The upside, if there was one in the pre-vaccine COVID-19 era, was that I started working from home (WFH) almost immediately and did so until the day I resigned. After nearly three years with my employer, I didn’t want to resign but I felt I had no choice given my manager’s full-on commitment to ending the WFH flexibility for our team; it wasn’t going to continue as soon as office restrictions were lifted.
That left me, and my MenPathic sensitivities, in a particularly vulnerable position. I’d soon be asked to stop working from my home office and return to the open office setting where the noise, lighting, and the social anxiety of continually feeling like a goldfish in a fishbowl would be a nightmare. It was ridiculous. I was determined to create a solution and keep WFH even it it meant resigning and finding a new job.

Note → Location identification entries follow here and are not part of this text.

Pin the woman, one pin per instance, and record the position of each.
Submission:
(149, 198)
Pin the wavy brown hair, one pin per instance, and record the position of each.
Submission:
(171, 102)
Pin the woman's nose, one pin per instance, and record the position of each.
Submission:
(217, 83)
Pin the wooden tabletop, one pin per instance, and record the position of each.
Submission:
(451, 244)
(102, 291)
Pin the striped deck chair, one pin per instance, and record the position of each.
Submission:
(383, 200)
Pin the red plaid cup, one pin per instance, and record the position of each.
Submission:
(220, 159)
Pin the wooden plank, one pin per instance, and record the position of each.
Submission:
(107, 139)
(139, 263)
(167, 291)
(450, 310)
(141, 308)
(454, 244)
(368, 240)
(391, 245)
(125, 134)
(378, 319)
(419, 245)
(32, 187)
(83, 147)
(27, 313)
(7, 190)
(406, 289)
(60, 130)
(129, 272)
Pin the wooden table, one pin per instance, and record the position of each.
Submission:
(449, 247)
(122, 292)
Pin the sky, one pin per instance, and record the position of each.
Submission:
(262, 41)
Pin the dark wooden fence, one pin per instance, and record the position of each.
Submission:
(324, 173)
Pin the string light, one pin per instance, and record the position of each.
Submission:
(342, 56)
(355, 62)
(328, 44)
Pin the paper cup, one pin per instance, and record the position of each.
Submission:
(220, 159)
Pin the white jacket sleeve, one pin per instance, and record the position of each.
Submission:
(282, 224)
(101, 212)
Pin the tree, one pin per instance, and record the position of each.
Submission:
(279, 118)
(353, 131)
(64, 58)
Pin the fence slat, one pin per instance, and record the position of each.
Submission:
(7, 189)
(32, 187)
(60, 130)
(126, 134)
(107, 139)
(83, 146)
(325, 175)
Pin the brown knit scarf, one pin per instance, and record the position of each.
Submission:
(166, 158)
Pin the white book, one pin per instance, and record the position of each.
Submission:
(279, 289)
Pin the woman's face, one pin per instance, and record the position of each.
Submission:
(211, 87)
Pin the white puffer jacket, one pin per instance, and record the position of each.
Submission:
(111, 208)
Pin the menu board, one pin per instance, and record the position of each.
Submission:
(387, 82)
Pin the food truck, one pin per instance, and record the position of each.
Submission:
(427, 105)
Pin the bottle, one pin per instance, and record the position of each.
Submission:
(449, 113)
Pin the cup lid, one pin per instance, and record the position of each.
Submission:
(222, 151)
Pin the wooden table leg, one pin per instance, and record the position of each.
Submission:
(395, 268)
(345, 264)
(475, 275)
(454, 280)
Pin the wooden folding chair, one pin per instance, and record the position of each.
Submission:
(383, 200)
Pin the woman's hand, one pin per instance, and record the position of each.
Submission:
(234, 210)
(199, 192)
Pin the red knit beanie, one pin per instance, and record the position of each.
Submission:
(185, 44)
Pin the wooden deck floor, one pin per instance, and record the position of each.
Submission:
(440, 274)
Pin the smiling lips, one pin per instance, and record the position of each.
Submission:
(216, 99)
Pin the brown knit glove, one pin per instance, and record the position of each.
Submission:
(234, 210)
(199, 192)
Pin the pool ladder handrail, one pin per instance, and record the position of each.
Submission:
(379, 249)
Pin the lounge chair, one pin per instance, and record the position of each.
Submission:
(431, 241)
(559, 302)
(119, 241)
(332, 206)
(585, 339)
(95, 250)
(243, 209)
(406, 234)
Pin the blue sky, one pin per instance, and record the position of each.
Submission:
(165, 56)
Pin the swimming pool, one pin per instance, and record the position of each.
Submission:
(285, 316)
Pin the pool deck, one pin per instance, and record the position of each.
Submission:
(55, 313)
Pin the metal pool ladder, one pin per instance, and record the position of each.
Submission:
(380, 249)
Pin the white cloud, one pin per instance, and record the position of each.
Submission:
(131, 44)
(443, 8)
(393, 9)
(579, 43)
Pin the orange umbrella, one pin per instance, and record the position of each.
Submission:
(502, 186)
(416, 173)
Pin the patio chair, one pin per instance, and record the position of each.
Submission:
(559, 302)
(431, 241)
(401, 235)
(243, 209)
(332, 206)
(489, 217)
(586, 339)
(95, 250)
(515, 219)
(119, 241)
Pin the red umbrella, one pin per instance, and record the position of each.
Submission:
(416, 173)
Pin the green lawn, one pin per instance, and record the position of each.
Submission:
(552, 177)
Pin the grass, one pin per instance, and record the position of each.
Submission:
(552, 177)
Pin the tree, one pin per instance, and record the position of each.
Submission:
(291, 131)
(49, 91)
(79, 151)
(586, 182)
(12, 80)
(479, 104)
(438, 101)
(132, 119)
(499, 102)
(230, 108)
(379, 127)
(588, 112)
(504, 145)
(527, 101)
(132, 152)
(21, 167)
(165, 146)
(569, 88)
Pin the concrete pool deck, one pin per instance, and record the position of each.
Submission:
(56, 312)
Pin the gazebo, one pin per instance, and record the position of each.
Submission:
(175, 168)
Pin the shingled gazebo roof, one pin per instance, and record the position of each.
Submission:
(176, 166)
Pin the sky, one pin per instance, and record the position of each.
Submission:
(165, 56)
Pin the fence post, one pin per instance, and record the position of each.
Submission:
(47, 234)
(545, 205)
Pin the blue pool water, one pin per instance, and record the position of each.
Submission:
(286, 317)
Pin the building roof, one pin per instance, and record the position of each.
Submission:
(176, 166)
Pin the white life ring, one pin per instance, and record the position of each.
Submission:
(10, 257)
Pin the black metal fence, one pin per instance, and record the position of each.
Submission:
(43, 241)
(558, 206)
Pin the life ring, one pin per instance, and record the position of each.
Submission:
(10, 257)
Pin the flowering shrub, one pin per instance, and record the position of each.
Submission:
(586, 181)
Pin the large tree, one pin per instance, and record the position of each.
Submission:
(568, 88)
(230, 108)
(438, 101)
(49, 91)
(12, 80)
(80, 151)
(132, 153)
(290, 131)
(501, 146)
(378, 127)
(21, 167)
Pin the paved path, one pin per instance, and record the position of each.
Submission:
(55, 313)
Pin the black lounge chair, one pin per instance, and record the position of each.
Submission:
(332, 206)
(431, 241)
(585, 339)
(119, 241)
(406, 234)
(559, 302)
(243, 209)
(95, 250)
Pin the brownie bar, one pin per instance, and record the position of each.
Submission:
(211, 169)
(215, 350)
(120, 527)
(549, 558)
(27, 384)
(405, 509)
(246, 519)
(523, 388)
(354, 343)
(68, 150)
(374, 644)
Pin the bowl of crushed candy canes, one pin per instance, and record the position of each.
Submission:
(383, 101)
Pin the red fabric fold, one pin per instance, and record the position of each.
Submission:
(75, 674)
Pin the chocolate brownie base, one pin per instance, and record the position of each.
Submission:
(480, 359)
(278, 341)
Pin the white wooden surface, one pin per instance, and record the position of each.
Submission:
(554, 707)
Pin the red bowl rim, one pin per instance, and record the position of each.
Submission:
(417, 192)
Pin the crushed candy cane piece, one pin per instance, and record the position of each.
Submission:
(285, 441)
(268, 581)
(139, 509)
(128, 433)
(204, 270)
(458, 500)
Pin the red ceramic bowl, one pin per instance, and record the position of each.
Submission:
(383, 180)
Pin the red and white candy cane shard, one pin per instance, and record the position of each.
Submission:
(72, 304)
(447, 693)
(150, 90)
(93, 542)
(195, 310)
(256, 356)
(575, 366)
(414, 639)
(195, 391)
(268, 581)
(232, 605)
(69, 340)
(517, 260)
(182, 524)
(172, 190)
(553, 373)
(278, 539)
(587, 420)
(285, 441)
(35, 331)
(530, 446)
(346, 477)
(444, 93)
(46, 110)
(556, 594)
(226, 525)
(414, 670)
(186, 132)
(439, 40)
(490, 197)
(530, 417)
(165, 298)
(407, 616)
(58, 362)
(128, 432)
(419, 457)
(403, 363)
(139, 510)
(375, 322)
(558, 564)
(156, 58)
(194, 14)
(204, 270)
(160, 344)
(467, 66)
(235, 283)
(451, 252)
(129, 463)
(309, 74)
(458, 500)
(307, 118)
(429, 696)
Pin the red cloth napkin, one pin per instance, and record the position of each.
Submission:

After unsuccessfully negotiating with my manager over a period of months—I still can’t believe how short-sighted and narrow his view was—I found a secured a similar position in a new industry that offered me a full-time-remote role and the opportunity to WFH regardless of my geographic location. I resigned during a check-in call with my manager on Microsoft Teams. I emailed him my resignation letter (which clearly staed that his inflexibility in this matter was the sole reason for my departure) and watch as he read it in real time.
I watched as his expression shift from authority to the sudden realization that I’d be departing in 30 days. Not to brag, but with my 17 years of experience in this niche sector, my departure was definitely a loss to the team and to the firm.
That made me part of the Big Resignation, the mass migration of workers that the pandemic brought about when most realized, through our collective WFH status, that the work-life balance we always craved was in fact non-existent or was in supremely sad shape.
I was no longer willing to accept an extrovert’s judgement about what was appropriate for my introverted, MenPathic personality traits. I felt insulted, actually, and though I absolutely hated the idea of no longer interacting with the team members I cherished, I have to make the decision to move on; it was a conscious decision in the direction of more positive mental health, too.
Sometimes we need to put ourselves first
It’s not in a MenPathic’s nature to put himself first instead of others; we live to serve and benefit others, often at the cost of a negative personal impact. But these are no ordinary times and we are no ordinary men.
Our MenPathic superpowers are what sets us apart from our non-MenPathic brothers, and at times they need to become the priority. It’s similar to a flight attendant’s instructions to put on our own oxygen mask first and then assist others in case of cabin depressurization.
As MenPaths, we owe it to ourselves—and those we love—to do the difficult but necessary self-work first so that we can take care of those that mean the most to us.